Teacher Notes    




In an earlier objective we defined two figures to be similar if there was a single or sequence of similar transformations that could map the one figure onto the other.  The similarity transformations consist of translations, rotations, reflections and dilations.  These all preserve the shape of the figure.  Due to unique nature of a circle – that it is defined by a single length, the radius, it seems quite obvious that we could use a scale factor to alter the radius in such a way that it could be the same size as another circle.

Teacher Note -- Nothing surprising here... just a nice review of similarity and the similarity transformations. They could actual get tucked into Unit #2 if you wanted to.


A sequence of similarity transformation that would always work to establish two circles to be similar would be a translation vector from one center to the other.  This would form two concentric circles (circles with the same center).  Once the circles share a common center then from that center point we could perform a dilation of R:r or r:R… both of these scale factors would map one circle onto the other.
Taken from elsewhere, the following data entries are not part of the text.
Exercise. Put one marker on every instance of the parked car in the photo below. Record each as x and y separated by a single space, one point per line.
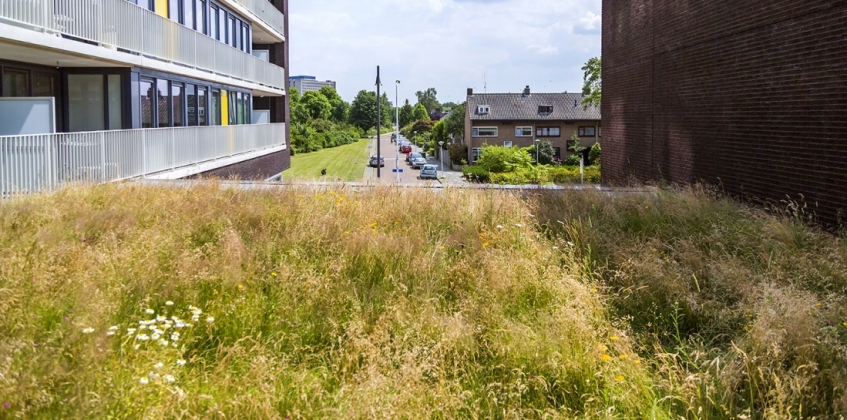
418 162
429 172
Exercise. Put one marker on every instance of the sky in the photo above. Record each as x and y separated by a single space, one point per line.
498 46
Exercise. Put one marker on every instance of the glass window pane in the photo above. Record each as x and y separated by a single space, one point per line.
191 98
15 83
201 17
188 13
178 104
87 108
162 103
146 92
42 85
216 107
201 106
114 86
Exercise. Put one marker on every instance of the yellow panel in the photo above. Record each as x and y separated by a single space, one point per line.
224 107
161 7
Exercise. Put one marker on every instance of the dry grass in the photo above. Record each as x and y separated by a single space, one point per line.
383 304
742 314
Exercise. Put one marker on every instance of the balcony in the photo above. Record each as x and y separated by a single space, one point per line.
35 163
118 24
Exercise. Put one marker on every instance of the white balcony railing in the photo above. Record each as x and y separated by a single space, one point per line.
34 163
266 12
121 24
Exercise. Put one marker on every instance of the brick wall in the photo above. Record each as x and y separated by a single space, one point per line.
750 95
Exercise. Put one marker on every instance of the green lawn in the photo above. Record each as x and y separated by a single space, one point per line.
343 163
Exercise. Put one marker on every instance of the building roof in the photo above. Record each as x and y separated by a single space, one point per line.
516 107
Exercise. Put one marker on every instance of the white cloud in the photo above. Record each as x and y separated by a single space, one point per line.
446 44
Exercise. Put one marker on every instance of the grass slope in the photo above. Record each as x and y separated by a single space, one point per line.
342 163
149 302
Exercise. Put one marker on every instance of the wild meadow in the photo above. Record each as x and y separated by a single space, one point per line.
131 301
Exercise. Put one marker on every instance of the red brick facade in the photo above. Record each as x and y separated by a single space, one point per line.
748 95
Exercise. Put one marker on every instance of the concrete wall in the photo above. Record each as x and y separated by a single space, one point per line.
749 95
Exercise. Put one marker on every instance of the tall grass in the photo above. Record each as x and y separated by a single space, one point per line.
741 314
306 304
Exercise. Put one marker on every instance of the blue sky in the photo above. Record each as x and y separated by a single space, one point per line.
450 45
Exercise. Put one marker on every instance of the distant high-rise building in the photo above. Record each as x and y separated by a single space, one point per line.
307 83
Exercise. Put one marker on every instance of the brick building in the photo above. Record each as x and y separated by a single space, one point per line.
748 95
519 119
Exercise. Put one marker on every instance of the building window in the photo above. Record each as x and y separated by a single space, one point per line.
523 131
163 103
86 102
15 83
476 152
201 106
146 93
548 132
586 131
484 132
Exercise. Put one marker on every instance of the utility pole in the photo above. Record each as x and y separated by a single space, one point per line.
378 124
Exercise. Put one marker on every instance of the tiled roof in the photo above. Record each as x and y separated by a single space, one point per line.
516 107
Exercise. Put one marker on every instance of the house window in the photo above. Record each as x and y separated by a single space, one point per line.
484 132
476 152
548 132
586 131
523 131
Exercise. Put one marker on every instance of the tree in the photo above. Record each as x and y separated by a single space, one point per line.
420 113
592 83
455 123
317 105
406 114
340 109
363 110
428 99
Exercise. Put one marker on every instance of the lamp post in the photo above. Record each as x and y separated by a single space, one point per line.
537 142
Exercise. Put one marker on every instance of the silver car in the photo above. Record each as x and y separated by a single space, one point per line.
417 162
429 171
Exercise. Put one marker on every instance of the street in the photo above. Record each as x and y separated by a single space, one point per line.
396 160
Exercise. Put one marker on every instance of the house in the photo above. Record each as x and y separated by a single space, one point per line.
521 119
116 89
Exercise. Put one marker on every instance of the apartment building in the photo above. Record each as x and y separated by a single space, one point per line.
521 119
115 89
306 83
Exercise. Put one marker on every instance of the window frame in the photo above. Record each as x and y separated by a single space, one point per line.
583 131
475 131
539 131
519 131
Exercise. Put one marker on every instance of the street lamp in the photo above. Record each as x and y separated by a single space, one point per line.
441 155
537 142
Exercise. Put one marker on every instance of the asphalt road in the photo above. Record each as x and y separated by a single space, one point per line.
395 159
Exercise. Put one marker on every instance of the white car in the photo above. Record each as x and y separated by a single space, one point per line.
417 162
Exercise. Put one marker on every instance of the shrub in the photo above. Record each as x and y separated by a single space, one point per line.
475 174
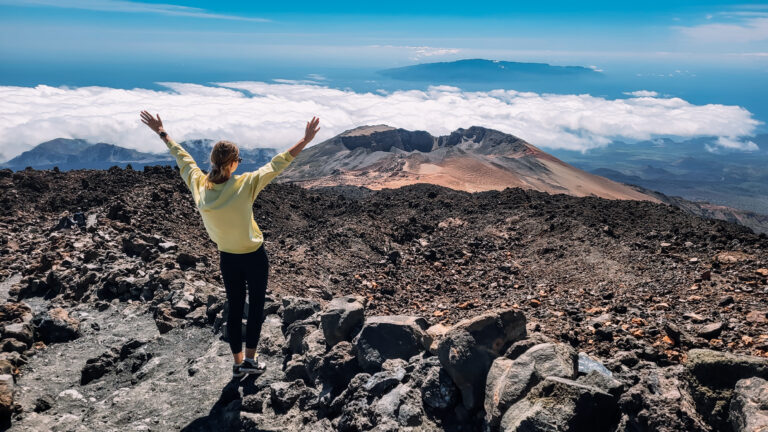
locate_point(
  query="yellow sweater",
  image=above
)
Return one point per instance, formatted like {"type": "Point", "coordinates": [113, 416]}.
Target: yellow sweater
{"type": "Point", "coordinates": [227, 209]}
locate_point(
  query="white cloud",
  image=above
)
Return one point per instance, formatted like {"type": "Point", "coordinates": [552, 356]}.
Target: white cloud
{"type": "Point", "coordinates": [419, 52]}
{"type": "Point", "coordinates": [130, 7]}
{"type": "Point", "coordinates": [259, 114]}
{"type": "Point", "coordinates": [642, 93]}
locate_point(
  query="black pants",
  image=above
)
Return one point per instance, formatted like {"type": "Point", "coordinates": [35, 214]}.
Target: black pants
{"type": "Point", "coordinates": [237, 270]}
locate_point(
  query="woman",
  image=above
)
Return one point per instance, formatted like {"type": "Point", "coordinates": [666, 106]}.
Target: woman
{"type": "Point", "coordinates": [225, 202]}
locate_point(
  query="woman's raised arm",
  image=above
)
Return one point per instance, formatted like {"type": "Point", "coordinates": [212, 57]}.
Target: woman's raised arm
{"type": "Point", "coordinates": [190, 173]}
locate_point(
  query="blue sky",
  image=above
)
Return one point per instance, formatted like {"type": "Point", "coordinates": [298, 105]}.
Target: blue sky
{"type": "Point", "coordinates": [382, 34]}
{"type": "Point", "coordinates": [255, 72]}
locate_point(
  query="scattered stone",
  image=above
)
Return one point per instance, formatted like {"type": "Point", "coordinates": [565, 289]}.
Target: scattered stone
{"type": "Point", "coordinates": [97, 367]}
{"type": "Point", "coordinates": [298, 308]}
{"type": "Point", "coordinates": [562, 404]}
{"type": "Point", "coordinates": [749, 405]}
{"type": "Point", "coordinates": [339, 365]}
{"type": "Point", "coordinates": [341, 318]}
{"type": "Point", "coordinates": [509, 380]}
{"type": "Point", "coordinates": [436, 333]}
{"type": "Point", "coordinates": [588, 364]}
{"type": "Point", "coordinates": [6, 397]}
{"type": "Point", "coordinates": [711, 331]}
{"type": "Point", "coordinates": [13, 345]}
{"type": "Point", "coordinates": [285, 394]}
{"type": "Point", "coordinates": [186, 260]}
{"type": "Point", "coordinates": [468, 349]}
{"type": "Point", "coordinates": [390, 337]}
{"type": "Point", "coordinates": [758, 316]}
{"type": "Point", "coordinates": [694, 317]}
{"type": "Point", "coordinates": [55, 326]}
{"type": "Point", "coordinates": [19, 331]}
{"type": "Point", "coordinates": [725, 301]}
{"type": "Point", "coordinates": [659, 401]}
{"type": "Point", "coordinates": [713, 376]}
{"type": "Point", "coordinates": [43, 403]}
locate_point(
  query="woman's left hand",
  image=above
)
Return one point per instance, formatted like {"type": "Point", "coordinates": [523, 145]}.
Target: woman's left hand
{"type": "Point", "coordinates": [154, 123]}
{"type": "Point", "coordinates": [310, 131]}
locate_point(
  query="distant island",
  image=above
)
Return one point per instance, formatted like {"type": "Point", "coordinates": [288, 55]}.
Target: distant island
{"type": "Point", "coordinates": [68, 154]}
{"type": "Point", "coordinates": [481, 70]}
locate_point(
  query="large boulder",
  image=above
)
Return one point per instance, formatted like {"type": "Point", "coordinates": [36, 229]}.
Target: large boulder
{"type": "Point", "coordinates": [296, 336]}
{"type": "Point", "coordinates": [390, 337]}
{"type": "Point", "coordinates": [402, 404]}
{"type": "Point", "coordinates": [341, 317]}
{"type": "Point", "coordinates": [713, 376]}
{"type": "Point", "coordinates": [660, 400]}
{"type": "Point", "coordinates": [56, 325]}
{"type": "Point", "coordinates": [749, 405]}
{"type": "Point", "coordinates": [19, 331]}
{"type": "Point", "coordinates": [469, 347]}
{"type": "Point", "coordinates": [338, 365]}
{"type": "Point", "coordinates": [298, 308]}
{"type": "Point", "coordinates": [509, 380]}
{"type": "Point", "coordinates": [6, 398]}
{"type": "Point", "coordinates": [561, 404]}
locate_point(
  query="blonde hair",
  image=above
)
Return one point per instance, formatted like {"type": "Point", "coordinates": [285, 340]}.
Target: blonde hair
{"type": "Point", "coordinates": [222, 154]}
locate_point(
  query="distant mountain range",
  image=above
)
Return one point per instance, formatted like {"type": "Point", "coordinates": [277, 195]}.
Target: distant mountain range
{"type": "Point", "coordinates": [481, 70]}
{"type": "Point", "coordinates": [68, 154]}
{"type": "Point", "coordinates": [472, 160]}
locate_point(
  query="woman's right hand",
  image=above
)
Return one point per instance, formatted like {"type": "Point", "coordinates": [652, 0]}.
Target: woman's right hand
{"type": "Point", "coordinates": [154, 123]}
{"type": "Point", "coordinates": [310, 131]}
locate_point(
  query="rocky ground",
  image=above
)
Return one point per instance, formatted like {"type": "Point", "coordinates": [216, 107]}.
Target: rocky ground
{"type": "Point", "coordinates": [114, 309]}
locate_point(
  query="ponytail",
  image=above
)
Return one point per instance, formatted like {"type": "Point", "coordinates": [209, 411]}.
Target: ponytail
{"type": "Point", "coordinates": [222, 154]}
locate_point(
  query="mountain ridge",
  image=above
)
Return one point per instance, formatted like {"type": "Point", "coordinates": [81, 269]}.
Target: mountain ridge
{"type": "Point", "coordinates": [69, 153]}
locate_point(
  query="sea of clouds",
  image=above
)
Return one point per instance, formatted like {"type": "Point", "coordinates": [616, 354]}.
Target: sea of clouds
{"type": "Point", "coordinates": [260, 114]}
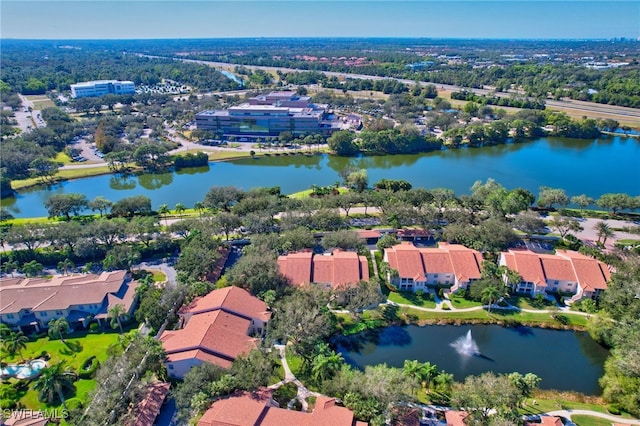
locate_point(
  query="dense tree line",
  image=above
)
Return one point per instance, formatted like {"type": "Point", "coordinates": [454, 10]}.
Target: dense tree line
{"type": "Point", "coordinates": [515, 102]}
{"type": "Point", "coordinates": [39, 67]}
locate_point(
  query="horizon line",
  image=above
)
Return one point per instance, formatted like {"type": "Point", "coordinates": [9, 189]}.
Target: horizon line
{"type": "Point", "coordinates": [636, 39]}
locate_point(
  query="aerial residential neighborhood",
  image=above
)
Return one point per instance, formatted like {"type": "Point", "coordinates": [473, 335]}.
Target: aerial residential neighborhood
{"type": "Point", "coordinates": [320, 213]}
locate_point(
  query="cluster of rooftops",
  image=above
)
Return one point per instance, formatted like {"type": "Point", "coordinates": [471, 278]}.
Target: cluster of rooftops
{"type": "Point", "coordinates": [227, 323]}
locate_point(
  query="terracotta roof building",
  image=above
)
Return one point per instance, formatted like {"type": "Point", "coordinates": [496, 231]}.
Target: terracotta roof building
{"type": "Point", "coordinates": [563, 272]}
{"type": "Point", "coordinates": [332, 271]}
{"type": "Point", "coordinates": [30, 303]}
{"type": "Point", "coordinates": [216, 328]}
{"type": "Point", "coordinates": [147, 410]}
{"type": "Point", "coordinates": [455, 418]}
{"type": "Point", "coordinates": [258, 408]}
{"type": "Point", "coordinates": [449, 264]}
{"type": "Point", "coordinates": [547, 421]}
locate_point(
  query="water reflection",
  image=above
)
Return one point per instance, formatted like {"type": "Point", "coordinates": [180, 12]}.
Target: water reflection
{"type": "Point", "coordinates": [193, 170]}
{"type": "Point", "coordinates": [153, 181]}
{"type": "Point", "coordinates": [546, 353]}
{"type": "Point", "coordinates": [122, 182]}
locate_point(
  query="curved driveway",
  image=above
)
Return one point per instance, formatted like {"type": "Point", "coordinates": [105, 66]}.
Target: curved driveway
{"type": "Point", "coordinates": [613, 419]}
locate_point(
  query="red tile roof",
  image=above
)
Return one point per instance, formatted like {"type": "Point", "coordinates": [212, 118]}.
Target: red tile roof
{"type": "Point", "coordinates": [339, 269]}
{"type": "Point", "coordinates": [368, 233]}
{"type": "Point", "coordinates": [592, 274]}
{"type": "Point", "coordinates": [413, 262]}
{"type": "Point", "coordinates": [258, 408]}
{"type": "Point", "coordinates": [296, 267]}
{"type": "Point", "coordinates": [547, 421]}
{"type": "Point", "coordinates": [231, 299]}
{"type": "Point", "coordinates": [147, 410]}
{"type": "Point", "coordinates": [527, 264]}
{"type": "Point", "coordinates": [455, 418]}
{"type": "Point", "coordinates": [565, 265]}
{"type": "Point", "coordinates": [217, 337]}
{"type": "Point", "coordinates": [63, 291]}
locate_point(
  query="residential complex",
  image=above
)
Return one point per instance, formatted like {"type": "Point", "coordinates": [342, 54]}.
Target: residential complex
{"type": "Point", "coordinates": [258, 408]}
{"type": "Point", "coordinates": [30, 303]}
{"type": "Point", "coordinates": [268, 116]}
{"type": "Point", "coordinates": [418, 268]}
{"type": "Point", "coordinates": [102, 87]}
{"type": "Point", "coordinates": [216, 328]}
{"type": "Point", "coordinates": [328, 271]}
{"type": "Point", "coordinates": [563, 272]}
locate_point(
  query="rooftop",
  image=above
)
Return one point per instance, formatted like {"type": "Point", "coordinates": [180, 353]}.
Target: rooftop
{"type": "Point", "coordinates": [64, 291]}
{"type": "Point", "coordinates": [413, 262]}
{"type": "Point", "coordinates": [339, 269]}
{"type": "Point", "coordinates": [257, 408]}
{"type": "Point", "coordinates": [232, 299]}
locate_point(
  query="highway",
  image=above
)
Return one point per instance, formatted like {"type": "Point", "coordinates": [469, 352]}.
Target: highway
{"type": "Point", "coordinates": [568, 105]}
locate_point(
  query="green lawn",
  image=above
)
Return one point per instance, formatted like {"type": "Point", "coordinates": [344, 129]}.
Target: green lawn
{"type": "Point", "coordinates": [74, 352]}
{"type": "Point", "coordinates": [158, 276]}
{"type": "Point", "coordinates": [409, 298]}
{"type": "Point", "coordinates": [78, 347]}
{"type": "Point", "coordinates": [589, 421]}
{"type": "Point", "coordinates": [459, 302]}
{"type": "Point", "coordinates": [525, 302]}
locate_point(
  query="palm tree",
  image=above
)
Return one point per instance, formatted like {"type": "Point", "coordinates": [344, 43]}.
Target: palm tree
{"type": "Point", "coordinates": [10, 266]}
{"type": "Point", "coordinates": [325, 365]}
{"type": "Point", "coordinates": [5, 331]}
{"type": "Point", "coordinates": [64, 265]}
{"type": "Point", "coordinates": [58, 327]}
{"type": "Point", "coordinates": [180, 208]}
{"type": "Point", "coordinates": [116, 313]}
{"type": "Point", "coordinates": [411, 369]}
{"type": "Point", "coordinates": [31, 269]}
{"type": "Point", "coordinates": [604, 231]}
{"type": "Point", "coordinates": [199, 207]}
{"type": "Point", "coordinates": [443, 381]}
{"type": "Point", "coordinates": [490, 295]}
{"type": "Point", "coordinates": [163, 210]}
{"type": "Point", "coordinates": [427, 373]}
{"type": "Point", "coordinates": [15, 343]}
{"type": "Point", "coordinates": [53, 382]}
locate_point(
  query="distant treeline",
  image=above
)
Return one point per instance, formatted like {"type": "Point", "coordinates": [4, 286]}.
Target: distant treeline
{"type": "Point", "coordinates": [520, 102]}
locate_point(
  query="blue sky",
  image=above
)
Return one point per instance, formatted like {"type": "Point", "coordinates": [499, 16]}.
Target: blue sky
{"type": "Point", "coordinates": [93, 19]}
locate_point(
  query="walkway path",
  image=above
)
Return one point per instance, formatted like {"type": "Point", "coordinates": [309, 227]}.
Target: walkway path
{"type": "Point", "coordinates": [616, 419]}
{"type": "Point", "coordinates": [303, 392]}
{"type": "Point", "coordinates": [439, 303]}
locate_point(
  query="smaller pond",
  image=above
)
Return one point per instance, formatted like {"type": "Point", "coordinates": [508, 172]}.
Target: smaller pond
{"type": "Point", "coordinates": [565, 360]}
{"type": "Point", "coordinates": [27, 370]}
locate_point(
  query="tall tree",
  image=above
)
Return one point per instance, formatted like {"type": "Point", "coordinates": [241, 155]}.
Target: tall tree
{"type": "Point", "coordinates": [65, 204]}
{"type": "Point", "coordinates": [490, 295]}
{"type": "Point", "coordinates": [116, 313]}
{"type": "Point", "coordinates": [604, 231]}
{"type": "Point", "coordinates": [58, 327]}
{"type": "Point", "coordinates": [15, 343]}
{"type": "Point", "coordinates": [54, 382]}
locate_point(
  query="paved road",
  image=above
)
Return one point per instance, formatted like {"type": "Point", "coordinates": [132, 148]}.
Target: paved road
{"type": "Point", "coordinates": [616, 419]}
{"type": "Point", "coordinates": [585, 108]}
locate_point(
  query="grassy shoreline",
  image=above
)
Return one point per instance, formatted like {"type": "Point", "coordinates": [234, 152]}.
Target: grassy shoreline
{"type": "Point", "coordinates": [103, 169]}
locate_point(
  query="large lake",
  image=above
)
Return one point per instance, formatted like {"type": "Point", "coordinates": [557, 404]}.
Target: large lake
{"type": "Point", "coordinates": [592, 167]}
{"type": "Point", "coordinates": [565, 360]}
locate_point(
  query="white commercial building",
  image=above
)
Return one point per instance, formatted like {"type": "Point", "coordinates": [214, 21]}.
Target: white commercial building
{"type": "Point", "coordinates": [102, 87]}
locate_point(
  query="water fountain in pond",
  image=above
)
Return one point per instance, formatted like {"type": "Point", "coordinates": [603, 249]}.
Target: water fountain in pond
{"type": "Point", "coordinates": [465, 345]}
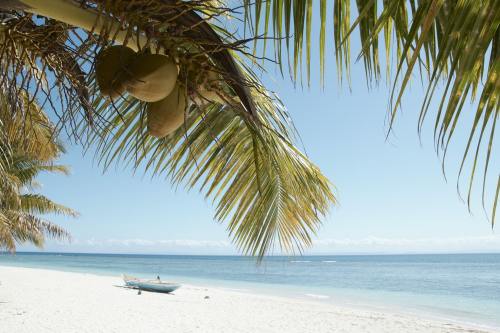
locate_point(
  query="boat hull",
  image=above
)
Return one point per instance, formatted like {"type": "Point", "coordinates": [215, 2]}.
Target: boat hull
{"type": "Point", "coordinates": [150, 285]}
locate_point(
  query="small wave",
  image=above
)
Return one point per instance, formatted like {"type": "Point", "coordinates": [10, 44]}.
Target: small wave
{"type": "Point", "coordinates": [317, 296]}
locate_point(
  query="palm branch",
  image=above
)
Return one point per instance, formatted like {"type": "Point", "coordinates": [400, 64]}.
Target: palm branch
{"type": "Point", "coordinates": [237, 141]}
{"type": "Point", "coordinates": [30, 147]}
{"type": "Point", "coordinates": [455, 42]}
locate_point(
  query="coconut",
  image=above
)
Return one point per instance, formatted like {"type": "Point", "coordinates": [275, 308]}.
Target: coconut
{"type": "Point", "coordinates": [153, 77]}
{"type": "Point", "coordinates": [167, 115]}
{"type": "Point", "coordinates": [111, 64]}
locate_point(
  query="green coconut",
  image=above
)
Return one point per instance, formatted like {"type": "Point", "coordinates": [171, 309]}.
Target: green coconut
{"type": "Point", "coordinates": [167, 115]}
{"type": "Point", "coordinates": [111, 68]}
{"type": "Point", "coordinates": [153, 77]}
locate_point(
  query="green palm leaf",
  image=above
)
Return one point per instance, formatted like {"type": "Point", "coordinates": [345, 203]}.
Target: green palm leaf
{"type": "Point", "coordinates": [442, 40]}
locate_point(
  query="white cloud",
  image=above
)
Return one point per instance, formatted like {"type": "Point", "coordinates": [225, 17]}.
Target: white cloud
{"type": "Point", "coordinates": [370, 244]}
{"type": "Point", "coordinates": [452, 244]}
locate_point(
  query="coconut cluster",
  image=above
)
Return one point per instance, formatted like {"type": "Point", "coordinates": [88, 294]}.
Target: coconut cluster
{"type": "Point", "coordinates": [150, 78]}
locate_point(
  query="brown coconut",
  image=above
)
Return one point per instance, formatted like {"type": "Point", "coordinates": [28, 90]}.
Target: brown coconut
{"type": "Point", "coordinates": [167, 115]}
{"type": "Point", "coordinates": [111, 66]}
{"type": "Point", "coordinates": [153, 77]}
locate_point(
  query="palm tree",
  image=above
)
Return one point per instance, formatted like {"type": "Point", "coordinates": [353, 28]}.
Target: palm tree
{"type": "Point", "coordinates": [29, 151]}
{"type": "Point", "coordinates": [236, 142]}
{"type": "Point", "coordinates": [456, 43]}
Using the scale factor R:r would be a reduction and would map the large circle onto the smaller circle.  Using the scale factor r:R would be an enlargement and would map the small circle onto the large circle.


Either of these establish that using only similarity transformations, a translation and a dilation, we could map any circle onto another….




If we use a coordinate plane we can be more specific as two our translation and our scale factor.


Thus using two similarity transformations, a translation of <6,-2> and a dilation about B by a scale factor of 3/2  we are able to map circle A onto circle B.